MADRID, January 26, 2011 (AFP) – Tour de France champion Alberto Contador has been told of his punishment for his positive drugs test from the 2010 race, the Spanish cycling federation announced on Wednesday.
“The federation has notified him of the sanction. He has a 10-day window in which to lodge an appeal,” a federation official, speaking on condition of anonymity, told AFP.
The federation did not announce what the punishment was, a spokesman having said earlier that they would leave it up to the cyclist to do so.
Spain’s sports media had reported that the rider may be suspended for one year over his positive doping test at last year’s event.
“All indications are that the sanction proposed by the committee will be one year, so he will be stripped of his last win” at the Tour de France in July, sports daily Marca wrote.
The only previous Tour winner to be stripped of their title was Floyd Landis in 2006.
The International Cycling Union (UCI) provisionally suspended Contador in August in advance of a decision on his immediate future by the REFC after trace amounts of clenbuterol, a banned weight loss/muscle-building drug also used to fatten cattle, were found in a urine sample taken during the Tour de France.
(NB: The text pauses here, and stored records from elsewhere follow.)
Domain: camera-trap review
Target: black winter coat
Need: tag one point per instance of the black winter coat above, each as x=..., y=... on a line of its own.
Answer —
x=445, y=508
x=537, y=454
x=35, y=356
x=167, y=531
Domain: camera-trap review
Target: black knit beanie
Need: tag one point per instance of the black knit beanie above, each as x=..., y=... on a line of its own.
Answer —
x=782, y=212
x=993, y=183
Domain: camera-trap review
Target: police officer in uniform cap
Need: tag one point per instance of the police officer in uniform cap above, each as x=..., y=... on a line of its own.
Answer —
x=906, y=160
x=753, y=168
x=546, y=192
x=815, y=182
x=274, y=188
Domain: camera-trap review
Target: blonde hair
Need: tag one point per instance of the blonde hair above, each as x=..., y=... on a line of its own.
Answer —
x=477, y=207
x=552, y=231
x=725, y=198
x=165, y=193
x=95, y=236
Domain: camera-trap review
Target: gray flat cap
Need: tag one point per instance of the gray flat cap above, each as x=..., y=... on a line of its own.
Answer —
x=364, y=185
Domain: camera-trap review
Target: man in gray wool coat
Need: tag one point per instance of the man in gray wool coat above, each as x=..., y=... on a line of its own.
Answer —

Contador denies any wrongdoing and says he unknowingly ingested the clenbuterol from beef brought from Spain to France during the second rest day of the Tour, just four days before he won his third title on July 25.
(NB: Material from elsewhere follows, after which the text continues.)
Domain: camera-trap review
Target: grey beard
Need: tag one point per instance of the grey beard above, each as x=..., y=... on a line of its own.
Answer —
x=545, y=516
Clenbuterol was banned by the European Union in 1996 but it is still administered illicitly by some cattle farmers.
It is listed by the the World Anti-Doping Agency as an anabolic agent that is prohibited for use by athletes at all times, both in and out of competition.
In similar ways to stimulant drugs such as amphetamine, clenbuterol can have short-term stimulant effects, including increasing aerobic capacity, blood pressure and alertness.
The rider, who also won the Tour de France in 2007 and 2009, has threatened to quit the sport if he is suspended for two years.
The 28-year-old, who is training this week with his team, Saxo Bank, on the Spanish Balearic island of Majorca, said he was focused on his work.
“I am doing fine, I am motivated, concentrated on my work and what is mort important right now is that I block out everything around me and concentrate and work, that is what is going to bear fruit in the future,” he said.
After being informed of the federation’s decision, Contador will have 10 days to present any new evidence or material.
Contador signed a two-year contract with the Saxo Bank in August 2010 after Luxembourg’s Andy Schleck, runner-up behind the Spaniard in the last two editions of the race, quit the team to set up his own outfit with his brother Frank and several other members of the Danish outfit.